Mr O’Shea was not found to be negligent or dishonest in his actions; it was a breach of contract due to the fact that the prospective purchaser had specifically asked for a horse “free of any issues” and the horse Mr O’Shea recommended, Dashere, was not a horse “free of any issues”.
The original decision was in favour of Mr O’Shea; the court found that the agreement between Mr O’Shea and Mr Viera, the prospective purchaser, allowed Mr O’Shea to sell the horse even though he was aware of the issues, but thought that they were not significant enough to prevent the purchase.

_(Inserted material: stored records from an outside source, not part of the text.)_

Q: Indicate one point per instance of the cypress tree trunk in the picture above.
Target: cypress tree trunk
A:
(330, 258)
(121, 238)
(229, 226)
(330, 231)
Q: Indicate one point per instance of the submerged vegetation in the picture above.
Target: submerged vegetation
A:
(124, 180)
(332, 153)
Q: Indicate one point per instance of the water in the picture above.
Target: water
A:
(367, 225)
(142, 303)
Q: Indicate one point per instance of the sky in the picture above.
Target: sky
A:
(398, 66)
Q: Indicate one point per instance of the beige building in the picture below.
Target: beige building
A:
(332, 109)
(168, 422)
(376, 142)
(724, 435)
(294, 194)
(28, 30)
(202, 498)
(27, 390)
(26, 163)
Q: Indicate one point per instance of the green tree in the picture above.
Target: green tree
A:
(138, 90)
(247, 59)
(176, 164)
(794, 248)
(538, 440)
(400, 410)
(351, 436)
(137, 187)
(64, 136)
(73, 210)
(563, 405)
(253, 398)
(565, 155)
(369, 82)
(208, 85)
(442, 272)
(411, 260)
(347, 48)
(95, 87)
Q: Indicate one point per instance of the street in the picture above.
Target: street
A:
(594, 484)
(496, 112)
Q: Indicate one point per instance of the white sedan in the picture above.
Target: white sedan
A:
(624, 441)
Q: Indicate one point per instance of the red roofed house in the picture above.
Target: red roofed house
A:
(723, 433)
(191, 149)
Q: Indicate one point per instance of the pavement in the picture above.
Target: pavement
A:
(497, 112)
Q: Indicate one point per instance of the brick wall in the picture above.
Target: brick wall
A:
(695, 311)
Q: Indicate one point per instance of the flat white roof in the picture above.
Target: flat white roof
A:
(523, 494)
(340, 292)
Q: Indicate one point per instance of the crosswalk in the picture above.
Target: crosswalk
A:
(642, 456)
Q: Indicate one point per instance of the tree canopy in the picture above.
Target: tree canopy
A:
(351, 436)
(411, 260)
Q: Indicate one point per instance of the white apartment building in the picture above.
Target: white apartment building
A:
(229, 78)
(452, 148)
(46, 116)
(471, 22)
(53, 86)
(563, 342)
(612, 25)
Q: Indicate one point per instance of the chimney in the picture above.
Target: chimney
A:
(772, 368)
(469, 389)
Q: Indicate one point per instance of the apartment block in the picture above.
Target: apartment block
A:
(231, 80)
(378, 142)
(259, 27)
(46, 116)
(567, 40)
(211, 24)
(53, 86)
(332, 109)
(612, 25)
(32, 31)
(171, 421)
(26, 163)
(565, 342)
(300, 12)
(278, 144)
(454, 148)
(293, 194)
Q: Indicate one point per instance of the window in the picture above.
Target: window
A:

This decision was overturned on appeal, with the court finding that the basis for the contract between the two parties was that Mr O’Shea would not recommend any horse that was not “free of any issues”. This conclusion was reached after considering conversations between the parties, in which Mr O’Shea stated he would not recommend for purchase any horse which was not free of any veterinary problems.
The specificity of the statements made by Mr O’Shea were most likely his undoing; more general terms could have been interpreted differently by the court.
Courts have not seen very many disputes of this nature. Many horse buyers would simply “cut their losses”, but that would be unlikely if the buyer paid hundreds of thousands of dollars (or more) for the horse. Such litigation is likely to become more common considering the favourable outcome for the purchaser in O’Shea’s case.